The Man Upstairs and Other Stories
Chapter 12
When Archibald won the next in eleven and the tenth in nine, hope began to flicker feebly in his bosom. But when he won two more holes, bringing the score to like-as-we-lie, it flamed up within him like a beacon.
The ordinary golfer, whose scores per hole seldom exceed those of Colonel Bogey, does not understand the whirl of mixed sensations which the really incompetent performer experiences on the rare occasions when he does strike a winning vein. As stroke follows stroke, and he continues to hold his opponent, a wild exhilaration surges through him, followed by a sort of awe, as if he were doing something wrong, even irreligious. Then all these yeasty emotions subside and are blended into one glorious sensation of grandeur and majesty, as of a giant among pygmies.
By the time that Archibald, putting with the care of one brushing flies off a sleeping Venus, had holed out and won the thirteenth, he was in the full grip of this feeling. And as he walked to the fifteenth tee, after winning the fourteenth, he felt that this was Life, that till now he had been a mere mollusc.
Just at that moment he happened to look at his watch, and the sight was like a douche of cold water. The hands stood at five minutes to one.
* * * * *
Let us pause and ponder on this point for a while. Let us not dismiss it as if it were some mere trivial, everyday difficulty. You, dear reader, play an accurate, scientific game and beat your opponent with ease every time you go the links, and so do I; but Archibald was not like us. This was the first occasion on which he had ever felt that he was playing well enough to give him a chance of defeating a really good man. True, he had beaten McCay, Sigsbee, and Butler in the earlier rounds; but they were ignoble rivals compared with Gossett. To defeat Gossett, however, meant the championship. On the other hand, he was passionately devoted to Margaret Milsom, whom he was due to meet at the end of the board-walk at one sharp. It was now five minutes to one, and the end of the board-walk still a mile away.

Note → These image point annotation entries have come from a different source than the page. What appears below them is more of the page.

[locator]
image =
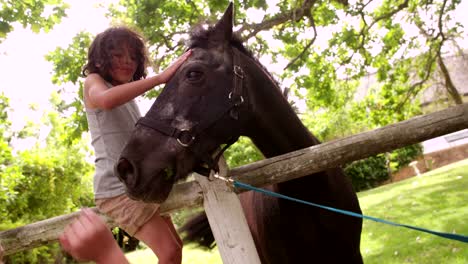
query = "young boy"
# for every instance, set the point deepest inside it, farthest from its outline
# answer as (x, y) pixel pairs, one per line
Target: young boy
(115, 75)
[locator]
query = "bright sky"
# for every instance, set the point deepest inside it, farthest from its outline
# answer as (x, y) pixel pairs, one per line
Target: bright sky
(26, 74)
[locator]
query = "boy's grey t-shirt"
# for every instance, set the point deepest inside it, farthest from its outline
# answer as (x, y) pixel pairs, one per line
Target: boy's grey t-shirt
(110, 130)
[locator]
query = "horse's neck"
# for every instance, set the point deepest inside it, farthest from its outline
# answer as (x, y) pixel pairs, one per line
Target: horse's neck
(275, 128)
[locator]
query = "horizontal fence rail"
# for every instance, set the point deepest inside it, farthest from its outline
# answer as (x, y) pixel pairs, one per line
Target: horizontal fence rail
(274, 170)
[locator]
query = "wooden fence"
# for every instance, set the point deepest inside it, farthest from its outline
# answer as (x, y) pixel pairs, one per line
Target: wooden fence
(219, 200)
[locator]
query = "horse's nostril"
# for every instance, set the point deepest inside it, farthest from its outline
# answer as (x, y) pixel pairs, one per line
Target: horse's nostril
(124, 169)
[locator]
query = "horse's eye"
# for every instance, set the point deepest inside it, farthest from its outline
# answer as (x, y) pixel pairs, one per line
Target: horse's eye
(194, 75)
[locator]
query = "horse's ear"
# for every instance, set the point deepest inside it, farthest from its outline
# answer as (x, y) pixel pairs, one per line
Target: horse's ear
(223, 28)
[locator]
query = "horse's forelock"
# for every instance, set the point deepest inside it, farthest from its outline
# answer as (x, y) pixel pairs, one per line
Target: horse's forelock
(200, 37)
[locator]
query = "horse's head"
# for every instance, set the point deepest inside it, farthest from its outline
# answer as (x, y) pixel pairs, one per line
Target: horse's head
(197, 111)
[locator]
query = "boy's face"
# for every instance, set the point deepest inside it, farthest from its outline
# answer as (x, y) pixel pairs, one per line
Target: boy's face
(124, 65)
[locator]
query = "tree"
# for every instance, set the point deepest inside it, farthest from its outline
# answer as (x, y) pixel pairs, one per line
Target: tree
(38, 14)
(325, 48)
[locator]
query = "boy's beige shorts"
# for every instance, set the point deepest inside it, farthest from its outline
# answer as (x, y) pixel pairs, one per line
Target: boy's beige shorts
(130, 215)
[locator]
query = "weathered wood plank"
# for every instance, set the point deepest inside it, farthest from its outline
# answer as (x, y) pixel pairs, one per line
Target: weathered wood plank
(278, 169)
(227, 220)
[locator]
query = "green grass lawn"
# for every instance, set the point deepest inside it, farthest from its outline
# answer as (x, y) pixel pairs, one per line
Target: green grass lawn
(437, 200)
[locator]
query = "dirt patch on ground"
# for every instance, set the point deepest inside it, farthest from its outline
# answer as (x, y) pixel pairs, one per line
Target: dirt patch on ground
(432, 161)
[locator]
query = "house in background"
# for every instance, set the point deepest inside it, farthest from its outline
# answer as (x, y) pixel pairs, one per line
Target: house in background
(446, 149)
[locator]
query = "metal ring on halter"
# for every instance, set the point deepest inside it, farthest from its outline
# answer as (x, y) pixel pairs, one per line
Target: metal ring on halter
(240, 98)
(238, 71)
(183, 144)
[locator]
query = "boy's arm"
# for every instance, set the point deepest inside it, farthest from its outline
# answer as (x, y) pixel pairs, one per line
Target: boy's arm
(88, 238)
(97, 94)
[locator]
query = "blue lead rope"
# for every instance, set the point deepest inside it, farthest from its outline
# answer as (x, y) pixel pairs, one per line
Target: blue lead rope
(461, 238)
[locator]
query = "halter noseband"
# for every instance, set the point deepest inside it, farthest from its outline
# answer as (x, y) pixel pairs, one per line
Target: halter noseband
(187, 137)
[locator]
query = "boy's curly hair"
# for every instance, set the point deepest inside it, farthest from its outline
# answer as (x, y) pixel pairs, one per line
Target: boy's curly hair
(100, 56)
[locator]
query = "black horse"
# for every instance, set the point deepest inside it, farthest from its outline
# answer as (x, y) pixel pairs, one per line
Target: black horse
(222, 92)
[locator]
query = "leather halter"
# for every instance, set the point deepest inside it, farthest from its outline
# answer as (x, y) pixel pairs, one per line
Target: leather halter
(188, 137)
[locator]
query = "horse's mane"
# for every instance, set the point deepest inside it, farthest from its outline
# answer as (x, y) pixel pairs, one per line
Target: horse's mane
(199, 37)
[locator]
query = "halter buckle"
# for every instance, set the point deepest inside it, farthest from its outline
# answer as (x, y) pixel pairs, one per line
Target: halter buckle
(238, 71)
(179, 138)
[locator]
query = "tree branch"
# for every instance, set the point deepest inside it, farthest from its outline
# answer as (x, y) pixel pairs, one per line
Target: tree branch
(307, 47)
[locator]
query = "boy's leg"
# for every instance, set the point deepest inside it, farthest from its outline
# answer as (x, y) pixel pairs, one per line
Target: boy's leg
(143, 221)
(159, 234)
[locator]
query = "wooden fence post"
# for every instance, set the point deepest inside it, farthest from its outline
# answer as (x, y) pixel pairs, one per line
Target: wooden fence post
(227, 220)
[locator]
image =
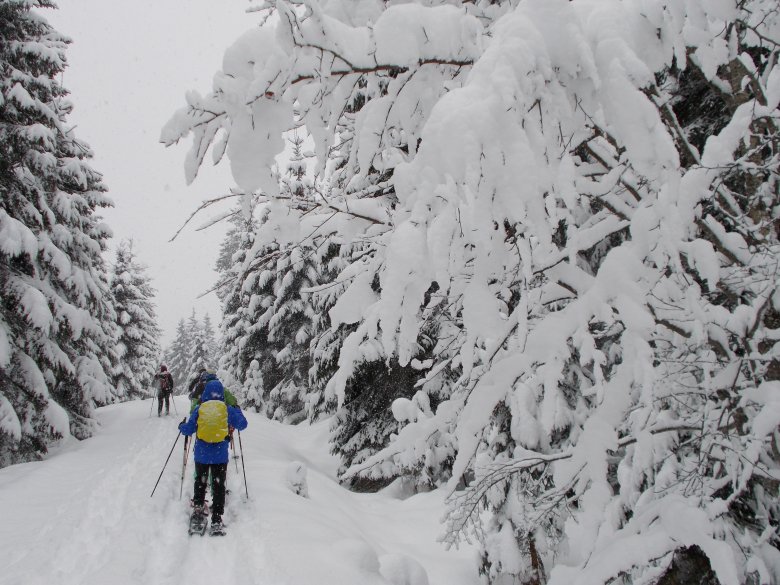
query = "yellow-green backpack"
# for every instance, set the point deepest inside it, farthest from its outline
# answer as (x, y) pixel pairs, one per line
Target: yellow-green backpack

The mental struggle was brief but keen. A sharp pang, and his mind was made up. Cost what it might, he must stay on the links. If Margaret broke off the engagement--well, it might be that Time would heal the wound, and that after many years he would find some other girl for whom he might come to care in a wrecked, broken sort of way. But a chance like this could never come again. What is Love compared with holing out before your opponent?
The excitement now had become so intense that a small boy, following with the crowd, swallowed his chewing-gum; for a slight improvement had become noticeable in Gossett's play, and a slight improvement in the play of almost anyone meant that it became vastly superior to Archibald's. At the next hole the improvement was not marked enough to have its full effect, and Archibald contrived to halve. This made him two up and three to play. What the average golfer would consider a commanding lead. But Archibald was no average golfer. A commanding lead for him would have been two up and one to play.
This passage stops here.